House Speaker Paul Ryan (R-Wis.) quickly went on Fox News to say he was “encouraged” by the 9-year forecast of eventual lower premiums.
“It stabilizes the market. It’s a $1.2 trillion spending cut, an $883 billion tax cut, and $337 billion in deficit reduction,” Ryan said. “So of course the CBO is going to say if you’re not going to force people to buy something they don’t want to buy, they won’t buy it. But at the same time, they’re saying our reforms will kick in and lower premiums and make health care therefore more accessible.”
“…The insurers are telling us premium increases this year, 25 percent on average, will be even higher next year. This compared to the status quo is far better.”

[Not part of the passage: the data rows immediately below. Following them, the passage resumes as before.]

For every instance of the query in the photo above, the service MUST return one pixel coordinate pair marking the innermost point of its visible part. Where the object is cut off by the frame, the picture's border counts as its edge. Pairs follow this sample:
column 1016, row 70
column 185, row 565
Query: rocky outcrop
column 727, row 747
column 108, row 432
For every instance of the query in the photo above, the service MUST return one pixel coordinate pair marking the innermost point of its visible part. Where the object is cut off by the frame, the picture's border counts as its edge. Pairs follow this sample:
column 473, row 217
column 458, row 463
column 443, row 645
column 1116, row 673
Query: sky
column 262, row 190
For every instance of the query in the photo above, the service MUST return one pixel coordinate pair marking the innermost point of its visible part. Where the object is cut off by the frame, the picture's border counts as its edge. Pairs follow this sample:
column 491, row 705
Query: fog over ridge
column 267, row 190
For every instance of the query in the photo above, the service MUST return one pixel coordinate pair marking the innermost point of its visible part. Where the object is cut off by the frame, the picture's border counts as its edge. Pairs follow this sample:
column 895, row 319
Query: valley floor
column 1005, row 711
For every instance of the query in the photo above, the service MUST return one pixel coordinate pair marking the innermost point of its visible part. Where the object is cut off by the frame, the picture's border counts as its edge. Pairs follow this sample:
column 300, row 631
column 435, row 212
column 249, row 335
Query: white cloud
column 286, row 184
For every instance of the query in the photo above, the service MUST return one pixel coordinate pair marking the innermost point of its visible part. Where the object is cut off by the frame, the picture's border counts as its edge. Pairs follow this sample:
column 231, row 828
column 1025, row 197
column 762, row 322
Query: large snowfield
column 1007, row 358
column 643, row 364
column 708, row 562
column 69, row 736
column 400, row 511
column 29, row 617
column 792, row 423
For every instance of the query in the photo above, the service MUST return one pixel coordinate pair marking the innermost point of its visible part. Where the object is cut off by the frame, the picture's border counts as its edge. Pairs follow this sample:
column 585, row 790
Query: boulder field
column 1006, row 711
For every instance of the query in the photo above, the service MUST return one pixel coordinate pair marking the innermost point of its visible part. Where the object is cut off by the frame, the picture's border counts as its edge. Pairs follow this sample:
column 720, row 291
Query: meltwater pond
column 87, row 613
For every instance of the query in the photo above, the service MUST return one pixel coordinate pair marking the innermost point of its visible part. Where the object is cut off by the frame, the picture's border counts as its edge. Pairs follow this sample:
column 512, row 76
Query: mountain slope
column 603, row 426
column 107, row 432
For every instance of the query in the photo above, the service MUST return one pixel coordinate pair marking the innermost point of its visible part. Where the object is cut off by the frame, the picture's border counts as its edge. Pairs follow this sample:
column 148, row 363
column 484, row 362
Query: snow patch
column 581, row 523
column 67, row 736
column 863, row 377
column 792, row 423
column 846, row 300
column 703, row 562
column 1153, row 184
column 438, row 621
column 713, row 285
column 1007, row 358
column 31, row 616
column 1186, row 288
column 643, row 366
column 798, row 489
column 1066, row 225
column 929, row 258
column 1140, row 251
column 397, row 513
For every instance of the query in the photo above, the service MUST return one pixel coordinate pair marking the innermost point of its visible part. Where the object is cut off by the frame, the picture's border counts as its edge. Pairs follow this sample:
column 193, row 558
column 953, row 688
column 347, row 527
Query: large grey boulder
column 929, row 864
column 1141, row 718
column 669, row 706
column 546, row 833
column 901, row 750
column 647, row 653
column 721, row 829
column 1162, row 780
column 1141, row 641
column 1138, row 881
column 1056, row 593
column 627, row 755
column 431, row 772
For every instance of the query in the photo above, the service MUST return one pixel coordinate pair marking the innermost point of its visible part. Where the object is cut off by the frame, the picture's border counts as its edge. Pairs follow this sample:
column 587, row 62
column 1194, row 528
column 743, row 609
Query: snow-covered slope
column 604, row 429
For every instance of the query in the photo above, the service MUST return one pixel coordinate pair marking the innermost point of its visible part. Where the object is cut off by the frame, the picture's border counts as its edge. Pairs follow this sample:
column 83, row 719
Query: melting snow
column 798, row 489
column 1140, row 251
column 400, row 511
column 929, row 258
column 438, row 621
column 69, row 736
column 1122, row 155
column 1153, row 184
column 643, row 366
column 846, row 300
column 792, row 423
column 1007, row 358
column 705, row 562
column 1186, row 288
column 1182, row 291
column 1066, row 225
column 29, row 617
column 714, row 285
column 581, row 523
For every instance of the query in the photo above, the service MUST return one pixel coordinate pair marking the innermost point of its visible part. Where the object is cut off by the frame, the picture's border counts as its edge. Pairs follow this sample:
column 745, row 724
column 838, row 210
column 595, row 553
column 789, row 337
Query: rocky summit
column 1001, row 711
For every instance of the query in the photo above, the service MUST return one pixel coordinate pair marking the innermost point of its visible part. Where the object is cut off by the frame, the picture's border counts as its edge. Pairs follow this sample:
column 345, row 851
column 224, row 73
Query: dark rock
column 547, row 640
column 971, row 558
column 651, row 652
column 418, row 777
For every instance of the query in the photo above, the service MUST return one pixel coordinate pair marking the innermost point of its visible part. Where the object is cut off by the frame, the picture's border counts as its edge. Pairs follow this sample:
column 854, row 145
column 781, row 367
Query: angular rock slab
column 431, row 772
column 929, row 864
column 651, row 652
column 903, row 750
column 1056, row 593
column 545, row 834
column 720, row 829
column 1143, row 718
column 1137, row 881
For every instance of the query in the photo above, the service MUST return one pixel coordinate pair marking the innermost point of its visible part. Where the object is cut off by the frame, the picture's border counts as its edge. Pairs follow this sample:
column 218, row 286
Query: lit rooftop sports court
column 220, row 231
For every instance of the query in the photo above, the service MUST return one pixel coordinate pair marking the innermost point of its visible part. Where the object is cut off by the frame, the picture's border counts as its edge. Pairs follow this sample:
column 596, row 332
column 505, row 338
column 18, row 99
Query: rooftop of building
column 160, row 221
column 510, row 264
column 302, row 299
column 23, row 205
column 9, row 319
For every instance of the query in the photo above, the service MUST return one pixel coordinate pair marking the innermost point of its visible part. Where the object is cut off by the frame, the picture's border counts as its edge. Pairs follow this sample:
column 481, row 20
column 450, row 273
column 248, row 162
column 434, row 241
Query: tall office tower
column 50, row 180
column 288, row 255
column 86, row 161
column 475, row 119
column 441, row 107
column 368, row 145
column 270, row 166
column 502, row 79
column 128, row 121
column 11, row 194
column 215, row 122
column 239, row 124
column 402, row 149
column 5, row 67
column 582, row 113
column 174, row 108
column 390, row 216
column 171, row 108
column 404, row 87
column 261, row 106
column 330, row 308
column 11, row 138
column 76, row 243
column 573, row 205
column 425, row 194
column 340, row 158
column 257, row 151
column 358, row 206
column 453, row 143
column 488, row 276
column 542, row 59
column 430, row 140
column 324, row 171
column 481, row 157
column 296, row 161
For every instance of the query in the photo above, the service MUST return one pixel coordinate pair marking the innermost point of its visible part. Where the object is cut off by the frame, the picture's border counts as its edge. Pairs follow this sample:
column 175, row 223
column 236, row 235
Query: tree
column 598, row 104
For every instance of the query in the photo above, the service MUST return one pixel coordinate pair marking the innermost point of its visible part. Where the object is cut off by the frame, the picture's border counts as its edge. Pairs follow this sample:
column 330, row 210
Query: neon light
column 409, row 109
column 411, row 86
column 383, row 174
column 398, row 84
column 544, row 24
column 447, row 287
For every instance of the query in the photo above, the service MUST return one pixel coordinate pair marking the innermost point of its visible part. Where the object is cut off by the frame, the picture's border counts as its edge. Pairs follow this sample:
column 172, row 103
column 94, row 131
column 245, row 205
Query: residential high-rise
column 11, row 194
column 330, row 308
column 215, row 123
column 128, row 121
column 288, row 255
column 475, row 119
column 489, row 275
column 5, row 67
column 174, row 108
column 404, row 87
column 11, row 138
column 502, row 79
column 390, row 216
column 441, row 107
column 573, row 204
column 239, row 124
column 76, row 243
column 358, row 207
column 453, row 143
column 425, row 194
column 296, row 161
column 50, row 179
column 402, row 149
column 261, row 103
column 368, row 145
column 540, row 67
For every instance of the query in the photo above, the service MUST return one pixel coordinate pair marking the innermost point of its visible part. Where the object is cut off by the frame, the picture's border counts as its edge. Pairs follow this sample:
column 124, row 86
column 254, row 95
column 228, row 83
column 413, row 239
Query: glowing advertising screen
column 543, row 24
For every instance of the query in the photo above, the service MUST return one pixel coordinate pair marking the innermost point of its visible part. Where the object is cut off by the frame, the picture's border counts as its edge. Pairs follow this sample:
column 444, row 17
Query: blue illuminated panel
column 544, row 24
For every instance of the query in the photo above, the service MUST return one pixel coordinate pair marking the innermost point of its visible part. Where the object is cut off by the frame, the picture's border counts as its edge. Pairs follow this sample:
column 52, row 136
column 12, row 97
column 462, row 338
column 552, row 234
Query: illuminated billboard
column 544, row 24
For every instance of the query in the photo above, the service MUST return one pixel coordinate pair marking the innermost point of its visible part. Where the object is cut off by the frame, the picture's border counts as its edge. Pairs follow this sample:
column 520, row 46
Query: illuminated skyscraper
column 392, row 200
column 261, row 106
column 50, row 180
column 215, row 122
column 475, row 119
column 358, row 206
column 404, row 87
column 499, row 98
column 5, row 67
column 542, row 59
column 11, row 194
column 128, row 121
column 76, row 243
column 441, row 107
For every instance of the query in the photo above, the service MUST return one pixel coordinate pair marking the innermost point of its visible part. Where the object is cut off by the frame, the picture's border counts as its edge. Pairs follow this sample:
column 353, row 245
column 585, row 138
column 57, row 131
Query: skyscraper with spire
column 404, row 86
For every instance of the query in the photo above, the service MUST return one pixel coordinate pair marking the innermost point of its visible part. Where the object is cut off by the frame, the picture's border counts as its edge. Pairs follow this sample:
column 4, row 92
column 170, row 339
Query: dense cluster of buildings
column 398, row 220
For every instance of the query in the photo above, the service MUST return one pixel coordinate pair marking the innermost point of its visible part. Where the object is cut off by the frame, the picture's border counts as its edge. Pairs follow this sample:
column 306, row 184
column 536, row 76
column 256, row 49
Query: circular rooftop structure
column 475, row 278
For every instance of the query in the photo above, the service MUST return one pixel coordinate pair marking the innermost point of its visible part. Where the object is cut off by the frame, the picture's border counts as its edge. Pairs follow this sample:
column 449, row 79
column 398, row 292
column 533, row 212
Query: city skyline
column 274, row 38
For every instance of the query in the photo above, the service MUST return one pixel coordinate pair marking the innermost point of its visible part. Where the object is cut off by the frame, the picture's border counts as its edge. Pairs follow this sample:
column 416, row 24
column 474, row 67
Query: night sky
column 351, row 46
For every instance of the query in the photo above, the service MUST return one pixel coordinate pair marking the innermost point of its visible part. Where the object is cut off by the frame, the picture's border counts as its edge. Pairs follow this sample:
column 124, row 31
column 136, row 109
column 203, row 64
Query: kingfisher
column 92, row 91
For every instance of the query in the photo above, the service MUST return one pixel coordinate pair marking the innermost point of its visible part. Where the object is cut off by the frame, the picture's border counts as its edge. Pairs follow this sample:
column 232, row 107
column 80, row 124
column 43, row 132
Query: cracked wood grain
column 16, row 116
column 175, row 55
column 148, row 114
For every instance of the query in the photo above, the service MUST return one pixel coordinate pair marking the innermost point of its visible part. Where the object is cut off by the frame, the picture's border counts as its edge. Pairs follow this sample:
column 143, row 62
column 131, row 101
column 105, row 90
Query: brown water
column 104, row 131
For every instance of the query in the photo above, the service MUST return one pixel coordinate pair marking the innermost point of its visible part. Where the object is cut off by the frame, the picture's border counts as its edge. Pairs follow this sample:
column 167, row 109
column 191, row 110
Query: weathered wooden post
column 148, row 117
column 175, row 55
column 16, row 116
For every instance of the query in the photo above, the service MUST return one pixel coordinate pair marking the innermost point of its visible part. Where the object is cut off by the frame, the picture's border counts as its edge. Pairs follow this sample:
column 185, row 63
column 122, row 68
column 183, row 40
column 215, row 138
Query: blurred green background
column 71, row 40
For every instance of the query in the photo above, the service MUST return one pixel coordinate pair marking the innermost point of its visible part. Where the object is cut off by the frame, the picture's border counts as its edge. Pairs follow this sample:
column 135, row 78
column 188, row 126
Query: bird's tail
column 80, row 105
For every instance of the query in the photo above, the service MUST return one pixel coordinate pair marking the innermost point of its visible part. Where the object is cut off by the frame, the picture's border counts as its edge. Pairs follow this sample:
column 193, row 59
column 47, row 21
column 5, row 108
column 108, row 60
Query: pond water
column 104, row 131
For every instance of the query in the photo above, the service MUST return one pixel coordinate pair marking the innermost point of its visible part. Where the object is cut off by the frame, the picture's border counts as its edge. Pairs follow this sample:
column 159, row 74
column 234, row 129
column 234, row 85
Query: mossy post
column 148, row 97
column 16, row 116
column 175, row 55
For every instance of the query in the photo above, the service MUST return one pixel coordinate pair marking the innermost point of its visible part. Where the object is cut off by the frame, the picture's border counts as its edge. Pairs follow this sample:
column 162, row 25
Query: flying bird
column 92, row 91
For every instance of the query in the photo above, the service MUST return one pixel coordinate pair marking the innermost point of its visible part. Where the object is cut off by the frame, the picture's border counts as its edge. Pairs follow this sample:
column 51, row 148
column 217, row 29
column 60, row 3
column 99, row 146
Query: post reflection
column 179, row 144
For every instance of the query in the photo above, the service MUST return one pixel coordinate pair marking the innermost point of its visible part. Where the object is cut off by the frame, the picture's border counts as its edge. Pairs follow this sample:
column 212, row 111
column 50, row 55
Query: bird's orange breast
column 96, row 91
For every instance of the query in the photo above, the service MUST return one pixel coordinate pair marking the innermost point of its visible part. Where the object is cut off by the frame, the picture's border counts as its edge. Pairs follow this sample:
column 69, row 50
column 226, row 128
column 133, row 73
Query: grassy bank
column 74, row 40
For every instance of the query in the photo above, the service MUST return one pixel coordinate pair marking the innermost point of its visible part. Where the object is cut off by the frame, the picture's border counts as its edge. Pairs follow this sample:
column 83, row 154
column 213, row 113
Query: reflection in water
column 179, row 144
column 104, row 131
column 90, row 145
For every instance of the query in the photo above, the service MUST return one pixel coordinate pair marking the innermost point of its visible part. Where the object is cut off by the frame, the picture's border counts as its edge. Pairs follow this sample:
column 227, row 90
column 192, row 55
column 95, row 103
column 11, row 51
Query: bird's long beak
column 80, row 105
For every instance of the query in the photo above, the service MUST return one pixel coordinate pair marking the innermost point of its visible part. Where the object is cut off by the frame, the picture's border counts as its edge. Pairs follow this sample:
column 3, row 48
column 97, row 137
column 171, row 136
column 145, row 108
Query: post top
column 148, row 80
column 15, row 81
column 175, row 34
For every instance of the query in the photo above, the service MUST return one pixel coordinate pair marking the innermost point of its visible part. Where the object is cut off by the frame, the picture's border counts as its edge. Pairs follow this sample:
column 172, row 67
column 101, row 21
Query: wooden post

Senate Minority Leader Chuck Schumer (D-N.Y.) said the report “should be a looming stop sign for the Republicans repeal effort.”
“The CBO’s estimate makes clear that TrumpCare will cause serious harm to millions of American families. Tens of millions will lose their coverage, and millions more, particularly seniors, will have to pay more for healthcare,” Schumer said. “The CBO score shows just how empty the president’s promises, that everyone will be covered and costs will go down, have been.”
House Minority Whip Steny Hoyer (D-Md.) argued that GOPs “can no longer deny the magnitude of coverage losses and cost increases that would result” from the bill’s enactment.
“The CBO has always been a nonpartisan, respected arbiter of cost and economic impact. That respect must be maintained across party lines, or else we risk creating an environment in which each party can claim its own facts, stifling honest debate,” Hoyer said. “Now that the CBO has weighed in, the Budget Committee should cancel its markup this week on a bill that would harm our economy and working families across this country.”
House Budget Committee Chairwoman Diane Black (R-Tenn.) said this week’s markup was still on.
“Dismantling the individual mandate gives Americans the freedom to make choices for themselves, even if that choice is to not have healthcare coverage,” Black said. “We believe and are committed to the idea that the American people are best suited to make decisions about their own lives.”
Sen. Bernie Sanders (I-Vt.), an advocate of single-payer healthcare, slammed the GOP bill as “a disgusting and immoral proposal” after the CBO report was released.
“Last January, Donald Trump promised that his healthcare plan would provide ‘insurance for everybody’ that would be ‘much less expensive and much better.’ Now we know that was just another lie,” Sanders said. “The reality is that Donald Trump and Paul Ryan’s bill is not a healthcare plan. It’s a massive transfer of wealth from the middle class to the wealthiest people in America. It must be defeated.”